07 Aralık 2019 tarih ve 30971 sayılı Resmî Gazete’de 7194 sayılı Dijital Hizmet Vergisi ile Bazı Kanunlarda ve 375 sayılı Kanun Hükmünde Kararnamede Değişiklik Yapılması Hakkında Kanun yayımlanmıştır.
Anılan Kanun’un 16. maddesi ile 193 sayılı Gelir Vergisi Kanunu (“GVK”) ’nun 94. maddesine 2. fıkrasından sonra gelmek üzere “9/6/1932 tarihli ve 2004 sayılı İcra ve İflas Kanunu ile 19/3/1969 tarihli ve 1136 sayılı Avukatlık Kanunu uyarınca karşı tarafa yükletilen vekalet ücretini (icra ve iflas müdürlüklerine yatırılanlar dâhil) ödeyenler tarafından gelir vergisi tevkifatı yapılır” hükmünü içeren fıkra eklenmiştir.
Yeni düzenleme ile, 2004 sayılı İcra ve İflas Kanunu ile 1136 sayılı Avukatlık Kanunu uyarınca karşı tarafa yükletilen, avukatlara ait olan ve serbest meslek kazancına dahil edilmesi gereken vekalet ücretleri üzerinden, kimlerin tevkifat yapmakla yükümlü olduğu hususuna açıklık kazandırılmaktadır.

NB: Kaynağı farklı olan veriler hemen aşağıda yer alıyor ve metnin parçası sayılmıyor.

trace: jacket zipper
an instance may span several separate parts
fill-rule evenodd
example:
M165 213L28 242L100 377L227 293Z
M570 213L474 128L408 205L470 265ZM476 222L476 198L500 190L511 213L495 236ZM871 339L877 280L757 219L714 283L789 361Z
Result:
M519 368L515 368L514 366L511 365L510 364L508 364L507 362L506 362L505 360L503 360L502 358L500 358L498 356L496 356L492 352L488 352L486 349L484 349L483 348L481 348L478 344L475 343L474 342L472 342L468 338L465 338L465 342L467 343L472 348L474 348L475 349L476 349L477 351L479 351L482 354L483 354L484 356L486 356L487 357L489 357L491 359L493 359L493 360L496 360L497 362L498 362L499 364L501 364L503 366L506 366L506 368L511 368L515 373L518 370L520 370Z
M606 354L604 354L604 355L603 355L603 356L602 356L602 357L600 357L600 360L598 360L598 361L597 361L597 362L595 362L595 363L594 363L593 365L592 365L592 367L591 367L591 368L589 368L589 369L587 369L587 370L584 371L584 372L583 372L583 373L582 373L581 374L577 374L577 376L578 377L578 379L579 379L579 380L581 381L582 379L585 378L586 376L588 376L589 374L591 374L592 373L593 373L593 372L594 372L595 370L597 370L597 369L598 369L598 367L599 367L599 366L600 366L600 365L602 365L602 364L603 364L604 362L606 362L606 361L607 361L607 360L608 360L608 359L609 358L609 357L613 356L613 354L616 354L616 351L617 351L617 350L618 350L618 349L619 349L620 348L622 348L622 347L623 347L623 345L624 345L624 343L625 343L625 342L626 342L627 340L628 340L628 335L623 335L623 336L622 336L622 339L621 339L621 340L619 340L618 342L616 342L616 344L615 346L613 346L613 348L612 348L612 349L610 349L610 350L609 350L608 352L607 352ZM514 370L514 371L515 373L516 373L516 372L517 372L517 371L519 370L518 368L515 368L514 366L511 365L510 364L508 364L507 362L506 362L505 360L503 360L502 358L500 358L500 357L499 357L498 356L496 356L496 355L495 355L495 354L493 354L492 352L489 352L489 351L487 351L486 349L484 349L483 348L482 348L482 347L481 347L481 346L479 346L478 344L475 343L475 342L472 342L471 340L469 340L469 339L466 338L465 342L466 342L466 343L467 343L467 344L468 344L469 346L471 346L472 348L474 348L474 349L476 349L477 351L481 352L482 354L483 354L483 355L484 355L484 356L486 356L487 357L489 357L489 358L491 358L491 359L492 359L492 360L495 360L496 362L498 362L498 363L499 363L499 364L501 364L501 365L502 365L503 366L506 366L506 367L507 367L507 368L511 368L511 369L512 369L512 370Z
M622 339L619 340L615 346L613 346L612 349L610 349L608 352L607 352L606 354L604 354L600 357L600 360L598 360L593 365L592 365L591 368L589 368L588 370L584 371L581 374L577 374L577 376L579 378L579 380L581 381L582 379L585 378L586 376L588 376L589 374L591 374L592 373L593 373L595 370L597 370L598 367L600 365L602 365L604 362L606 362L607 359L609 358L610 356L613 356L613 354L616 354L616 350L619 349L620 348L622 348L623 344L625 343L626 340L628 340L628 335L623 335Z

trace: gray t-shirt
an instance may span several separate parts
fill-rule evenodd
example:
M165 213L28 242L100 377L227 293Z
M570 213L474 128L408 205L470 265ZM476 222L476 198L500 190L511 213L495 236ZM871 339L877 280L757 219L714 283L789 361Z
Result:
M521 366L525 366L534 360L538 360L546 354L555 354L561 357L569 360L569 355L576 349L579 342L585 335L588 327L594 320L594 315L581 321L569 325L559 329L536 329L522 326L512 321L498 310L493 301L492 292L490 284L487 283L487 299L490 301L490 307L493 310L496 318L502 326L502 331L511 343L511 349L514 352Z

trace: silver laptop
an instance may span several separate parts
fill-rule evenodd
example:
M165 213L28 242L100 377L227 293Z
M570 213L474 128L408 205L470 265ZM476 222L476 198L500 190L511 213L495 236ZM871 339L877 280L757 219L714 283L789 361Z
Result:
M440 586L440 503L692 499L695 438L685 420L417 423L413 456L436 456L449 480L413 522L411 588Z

GVK’nın 94. maddesinin 1. fıkrasında sayılanlar tarafından 2004 sayılı İcra ve İflas Kanunu ile 1136 sayılı Avukatlık Kanunu uyarınca karşı tarafa yükletilen vekalet ücretinin doğrudan avukata ödendiği ya da icra ve iflas müdürlüklerine yatırıldığı durumlarda, gelir vergisi tevkifatının aleyhine vekalet ücreti hükmedilenler tarafından yapılması gerektiği, vekalet ücretinin avukatın müvekkiline ödendiği durumda ise, gelir vergisi tevkifatının müvekkil tarafından avukata ödeme yapılması esnasında yapılması gerektiği hususlarına açıklık kazandırılmaktadır.

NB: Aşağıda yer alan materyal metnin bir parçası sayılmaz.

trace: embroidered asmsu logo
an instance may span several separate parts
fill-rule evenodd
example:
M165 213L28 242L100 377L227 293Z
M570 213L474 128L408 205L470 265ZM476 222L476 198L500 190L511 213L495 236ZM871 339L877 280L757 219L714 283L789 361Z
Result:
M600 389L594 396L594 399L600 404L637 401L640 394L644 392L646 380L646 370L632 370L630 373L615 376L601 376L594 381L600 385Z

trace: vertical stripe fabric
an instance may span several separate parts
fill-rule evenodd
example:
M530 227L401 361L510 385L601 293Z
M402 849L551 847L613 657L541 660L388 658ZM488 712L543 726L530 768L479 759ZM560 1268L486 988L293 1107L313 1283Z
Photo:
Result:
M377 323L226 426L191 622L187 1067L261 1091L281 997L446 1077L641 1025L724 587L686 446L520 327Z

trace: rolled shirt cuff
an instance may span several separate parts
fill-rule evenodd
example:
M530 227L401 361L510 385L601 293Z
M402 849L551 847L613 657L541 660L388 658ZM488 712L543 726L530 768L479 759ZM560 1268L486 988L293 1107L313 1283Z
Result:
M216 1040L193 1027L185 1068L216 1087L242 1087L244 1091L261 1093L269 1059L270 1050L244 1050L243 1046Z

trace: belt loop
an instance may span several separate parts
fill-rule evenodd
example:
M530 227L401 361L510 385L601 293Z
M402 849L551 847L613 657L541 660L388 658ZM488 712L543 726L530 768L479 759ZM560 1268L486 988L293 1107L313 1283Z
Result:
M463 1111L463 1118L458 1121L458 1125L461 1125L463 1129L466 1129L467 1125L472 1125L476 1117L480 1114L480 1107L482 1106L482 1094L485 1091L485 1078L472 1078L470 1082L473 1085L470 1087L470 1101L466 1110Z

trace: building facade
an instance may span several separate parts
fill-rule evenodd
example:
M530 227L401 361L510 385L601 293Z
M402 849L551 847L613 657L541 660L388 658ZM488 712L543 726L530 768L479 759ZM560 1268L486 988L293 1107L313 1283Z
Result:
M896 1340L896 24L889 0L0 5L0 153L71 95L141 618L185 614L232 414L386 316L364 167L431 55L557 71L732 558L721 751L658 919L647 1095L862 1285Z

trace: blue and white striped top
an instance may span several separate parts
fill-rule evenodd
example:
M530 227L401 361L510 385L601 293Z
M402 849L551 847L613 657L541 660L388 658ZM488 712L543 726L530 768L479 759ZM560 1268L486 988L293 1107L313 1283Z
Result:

GVK’nın 94. maddesinin birinci fıkrasında sayılmayanlar, diğer bir ifadeyle tevkifat yükümlülüğü bulunmayanlar tarafından yapılan vekalet ücreti ödemeleri üzerinden ise mevcut uygulamada olduğu gibi tevkifat yapılmayacaktır. Ayrıca, vekalet ücretini ödemekle yükümlü olanlarca, ücretli olarak çalışan avukatların işverenlerine yapılan vekalet ücreti ödemelerinden de tevkifat yapılmayacak, işverenin vekalet ücretini avukata ödemesi esnasında ise işverence ücret hükümlerine göre tevkifat yapılacaktır.

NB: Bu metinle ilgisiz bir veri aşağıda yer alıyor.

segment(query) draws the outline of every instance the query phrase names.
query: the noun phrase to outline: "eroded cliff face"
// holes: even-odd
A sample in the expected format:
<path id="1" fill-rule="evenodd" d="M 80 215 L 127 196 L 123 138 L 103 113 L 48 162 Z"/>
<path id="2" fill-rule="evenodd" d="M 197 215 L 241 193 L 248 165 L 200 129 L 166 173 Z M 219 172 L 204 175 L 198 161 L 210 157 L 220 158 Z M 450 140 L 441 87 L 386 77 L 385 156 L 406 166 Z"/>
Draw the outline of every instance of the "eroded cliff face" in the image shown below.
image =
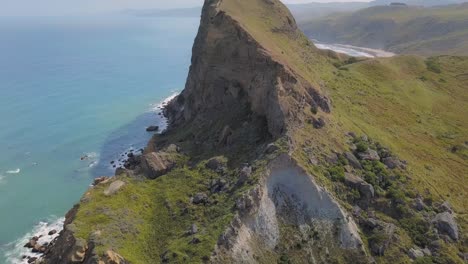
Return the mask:
<path id="1" fill-rule="evenodd" d="M 269 4 L 281 5 L 278 1 Z M 174 124 L 203 123 L 246 108 L 265 118 L 269 133 L 278 138 L 305 121 L 304 109 L 313 106 L 330 112 L 325 96 L 277 61 L 222 6 L 220 0 L 205 2 L 186 87 L 170 107 L 172 113 L 180 111 Z M 292 38 L 299 36 L 292 16 L 276 30 Z"/>

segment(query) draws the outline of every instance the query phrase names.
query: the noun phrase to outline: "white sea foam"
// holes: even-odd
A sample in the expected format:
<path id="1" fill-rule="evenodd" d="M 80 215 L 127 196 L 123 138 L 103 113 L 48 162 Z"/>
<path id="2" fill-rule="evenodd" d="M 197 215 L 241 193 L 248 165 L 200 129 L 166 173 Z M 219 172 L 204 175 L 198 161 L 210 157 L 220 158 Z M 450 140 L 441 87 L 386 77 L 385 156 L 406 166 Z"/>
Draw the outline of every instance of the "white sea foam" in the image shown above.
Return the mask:
<path id="1" fill-rule="evenodd" d="M 315 46 L 319 49 L 333 50 L 339 53 L 344 53 L 344 54 L 355 56 L 355 57 L 375 58 L 375 57 L 395 56 L 394 53 L 391 53 L 385 50 L 370 49 L 370 48 L 365 48 L 365 47 L 357 47 L 357 46 L 344 45 L 344 44 L 326 44 L 326 43 L 320 43 L 316 40 L 313 40 L 313 42 Z"/>
<path id="2" fill-rule="evenodd" d="M 151 111 L 153 112 L 161 112 L 162 108 L 165 107 L 170 101 L 172 101 L 174 98 L 176 98 L 180 92 L 174 91 L 172 94 L 164 99 L 162 102 L 159 102 L 157 104 L 152 105 Z"/>
<path id="3" fill-rule="evenodd" d="M 8 174 L 18 174 L 20 172 L 21 172 L 21 169 L 16 169 L 16 170 L 9 170 L 6 173 L 8 173 Z"/>
<path id="4" fill-rule="evenodd" d="M 87 163 L 86 167 L 88 169 L 93 168 L 93 167 L 95 167 L 96 165 L 99 164 L 99 154 L 96 153 L 96 152 L 86 153 L 81 157 L 81 161 Z M 80 170 L 82 170 L 82 169 L 80 169 Z"/>
<path id="5" fill-rule="evenodd" d="M 64 217 L 51 217 L 49 221 L 39 222 L 29 233 L 25 234 L 18 240 L 6 245 L 4 256 L 6 259 L 6 263 L 23 264 L 28 263 L 28 259 L 23 258 L 23 256 L 37 258 L 40 257 L 40 254 L 32 253 L 31 249 L 25 248 L 24 245 L 29 241 L 29 239 L 31 239 L 34 236 L 41 236 L 38 240 L 38 243 L 40 244 L 50 243 L 59 235 L 60 231 L 63 229 L 64 221 Z M 48 233 L 51 230 L 56 230 L 57 233 L 49 236 Z"/>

Mevcut uygulamada vergi stopajı avukatın müvekkili tarafından yapılmaktaydı. Vergi İdaresi’nin görüşü de bu doğrultudaydı. Gelir İdaresi Başkanlığı’nca yayımlanan Katma Değer Vergisi Genel Uygulama Tebliği’ne göre ise, “Avukatlar aldıkları bu para için davayı kazanana (sözleşmeli oldukları müvekkil şirkete) serbest meslek makbuzu düzenler ve makbuzda alınan tutar üzerinden KDV hesaplayıp ayrıca gösterirler. Mahkeme kararında ‘KDV hariç’ şeklinde bir ifadenin yer almaması halinde, vekalet ücretinin KDV dahil olduğu kabul edilir ve iç yüzde oranı uygulanmak suretiyle hesaplanan KDV, düzenlenen serbest meslek makbuzunda gösterilir”. denilmekte idi. Buna uygun olarak; uygulamada kazanan tarafın avukatı serbest meslek makbuzunu parayı icra müdürlüğüne ödeyen tarafa değil, kendi şirketine hitaben düzenlemekte ve stopaj da o şirket tarafından yapılmaktaydı.
Davayı kaybeden taraf ile davayı kazanan tarafın avukatı arasında herhangi bir hizmet ilişkisi olmadığından, kazanan taraf avukatının borçlu şirkete serbest meslek makbuzu düzenlemesinin ve bu çerçevede vergi kesintisi yapılmasının uygulamada sorun yaratabileceği düşünülmektedir.